Oh, come on. It's not _that_ bad. Most installers appear to be getting the hang of it with OJT.

If I had multiple wasted appointments with lazy or unprepared techs, I'd call a CSR and/or Retention and request "Case Management" (it's a term they'll understand).

It appears the system that generates Work Orders is somewhat inflexible (and somewhat inaccurate), and CSR notes may be ignored. Case Management can get real specific about what is required (and what has previously happened). The techs dislike it intensely (they're suddenly under a microscope, and have to do _everything_ by the book).


----------



## MrLatte (Aug 19, 2007)

This is just another example of why some people prefer to buy their own SWM/DECA hardware and install it themselves.


----------



## ecutchins (Jun 1, 2007)

Received a call for D* last night from the corporate office. They thanked me for my email and told me that this is the kind of information they need. The assured me that my install will be escalated and will be performed to my satisfaction.

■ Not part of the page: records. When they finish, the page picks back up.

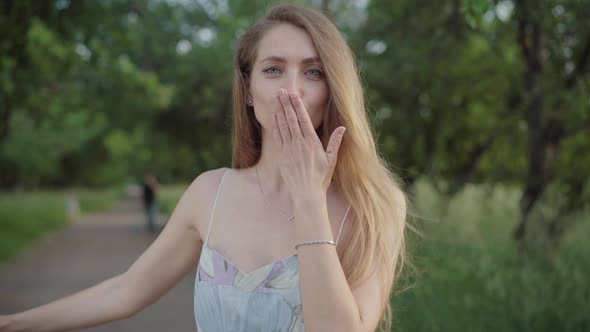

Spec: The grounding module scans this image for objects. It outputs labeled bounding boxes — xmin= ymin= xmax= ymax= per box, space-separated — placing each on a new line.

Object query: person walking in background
xmin=142 ymin=172 xmax=159 ymax=232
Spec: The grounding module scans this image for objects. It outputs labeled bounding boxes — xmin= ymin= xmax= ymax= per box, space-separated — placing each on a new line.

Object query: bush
xmin=392 ymin=181 xmax=590 ymax=331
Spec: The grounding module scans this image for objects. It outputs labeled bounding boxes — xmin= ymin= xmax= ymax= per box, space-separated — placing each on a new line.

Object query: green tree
xmin=355 ymin=0 xmax=590 ymax=246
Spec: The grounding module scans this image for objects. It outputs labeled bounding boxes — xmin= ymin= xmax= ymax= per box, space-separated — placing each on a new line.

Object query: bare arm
xmin=2 ymin=275 xmax=132 ymax=332
xmin=0 ymin=170 xmax=218 ymax=332
xmin=295 ymin=191 xmax=397 ymax=332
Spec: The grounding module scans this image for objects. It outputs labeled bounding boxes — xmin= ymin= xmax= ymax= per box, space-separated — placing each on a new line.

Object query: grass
xmin=76 ymin=187 xmax=123 ymax=212
xmin=0 ymin=187 xmax=122 ymax=263
xmin=157 ymin=184 xmax=187 ymax=216
xmin=392 ymin=180 xmax=590 ymax=331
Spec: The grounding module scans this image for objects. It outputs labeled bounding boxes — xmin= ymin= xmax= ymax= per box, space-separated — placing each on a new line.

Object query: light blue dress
xmin=194 ymin=169 xmax=351 ymax=331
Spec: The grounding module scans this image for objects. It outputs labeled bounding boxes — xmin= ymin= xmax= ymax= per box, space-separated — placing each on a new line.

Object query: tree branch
xmin=565 ymin=34 xmax=590 ymax=89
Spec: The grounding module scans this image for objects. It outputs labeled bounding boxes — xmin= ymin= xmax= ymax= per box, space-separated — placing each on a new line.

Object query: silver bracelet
xmin=294 ymin=240 xmax=336 ymax=250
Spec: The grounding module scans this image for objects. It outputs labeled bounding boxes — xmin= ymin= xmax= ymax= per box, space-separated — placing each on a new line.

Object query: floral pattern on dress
xmin=194 ymin=244 xmax=304 ymax=332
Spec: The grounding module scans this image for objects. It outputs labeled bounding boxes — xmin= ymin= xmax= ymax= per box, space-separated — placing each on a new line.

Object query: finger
xmin=289 ymin=92 xmax=315 ymax=138
xmin=325 ymin=126 xmax=346 ymax=171
xmin=271 ymin=111 xmax=283 ymax=147
xmin=276 ymin=97 xmax=292 ymax=144
xmin=280 ymin=89 xmax=303 ymax=139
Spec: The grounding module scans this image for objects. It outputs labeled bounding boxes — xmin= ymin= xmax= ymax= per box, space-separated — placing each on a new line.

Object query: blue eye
xmin=263 ymin=67 xmax=281 ymax=75
xmin=306 ymin=68 xmax=325 ymax=79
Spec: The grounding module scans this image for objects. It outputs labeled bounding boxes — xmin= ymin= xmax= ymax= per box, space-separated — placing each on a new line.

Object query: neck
xmin=255 ymin=130 xmax=286 ymax=194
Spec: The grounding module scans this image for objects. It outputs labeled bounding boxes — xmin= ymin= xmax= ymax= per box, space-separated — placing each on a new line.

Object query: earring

I was surprised to get a call on Saturday night. We'll see how this plays out now.


----------



## john18 (Nov 21, 2006)

I agree about the Saturday night call. I would have expected the call sometime on Monday. I am glad that this will eventually work out for you.


----------



## hdtvfan0001 (Jul 28, 2004)

ecutchins said:


> Received a call for D* last night from the corporate office. They thanked me for my email and told me that this is the kind of information they need. The assured me that my install will be escalated and will be performed to my satisfaction.
> 
> *I was surprised to get a call on Saturday night.* We'll see how this plays out now.


That is a bit of a surprise. Then again, it seems you have their attention.

Hope you are successfuly taken care of!


----------



## Drucifer (Feb 12, 2009)

hdtvfan0001 said:


> That is a bit of a surprise. Then again, it seems you have their attention.
> 
> Hope you are successfully taken care of!


Nice to know the D* brass works weekends nights


----------



## Doug Brott (Jul 12, 2006)

OK .. This is a bit crazy .. I sure hope things come through for you as expected. The first guy balking is a joke .. If he was going to be replacing the LNB anyway he could have peaked the signal while he was at the dish so that it WASN'T a problem. ..


----------



## ecutchins (Jun 1, 2007)

My Whole DVR installation was finally done and everything works. I got an H24 to replace my H20. The entire install took about 2 hours. Replaced LNB, SWiM splitter, 5 Deca's, and dish alignment. I now have the best signal strengths since I went to HD. The installer told me the tilt was off and once this was corrected the signal strength jumped by as much as 20 points on some transponders. I'm very happy and spent some time with the tech showing him this site and dishpointer and showed him the app for the iPhone. My next stop is an email to [email protected] to let her know that my issue was resolved. I told the tech about my email and asked for his name so I could pass it on.

Thanks for everyone's support.


----------



## hdtvfan0001 (Jul 28, 2004)

ecutchins said:


> My Whole DVR installation was finally done and everything works. I got an H24 to replace my H20. The entire install took about 2 hours. Replaced LNB, SWiM splitter, 5 Deca's, and dish alignment. I now have the best signal strengths since I went to HD. The installer told me the tilt was off and once this was corrected the signal strength jumped by as much as 20 points on some transponders. I'm very happy and spent some time with the tech showing him this site and dishpointer and showed him the app for the iPhone. My next stop is an email to [email protected] to let her know that my issue was resolved. I told the tech about my email and asked for his name so I could pass it on.
> 
> Thanks for everyone's support.


Great to hear your saga is over, and that you also are nice enough to share the news with Ellen. Sounds like your installer did a super job.

Enjoy - as I know you will!


----------



## azarby (Dec 15, 2006)

ecutchins said:


> My Whole DVR installation was finally done and everything works. I got an H24 to replace my H20. The entire install took about 2 hours. Replaced LNB, SWiM splitter, 5 Deca's, and dish alignment. I now have the best signal strengths since I went to HD. The installer told me the tilt was off and once this was corrected the signal strength jumped by as much as 20 points on some transponders. I'm very happy and spent some time with the tech showing him this site and dishpointer and showed him the app for the iPhone. My next stop is an email to [email protected] to let her know that my issue was resolved. I told the tech about my email and asked for his name so I could pass it on.
> 
> Thanks for everyone's support.


Was this tech the same one that did the original work or was it a different one?


----------



## ecutchins (Jun 1, 2007)

azarby said:


> Was this tech the same one that did the original work or was it a different one?


This was a different tech. He was fairly new but knew what he was doing.


----------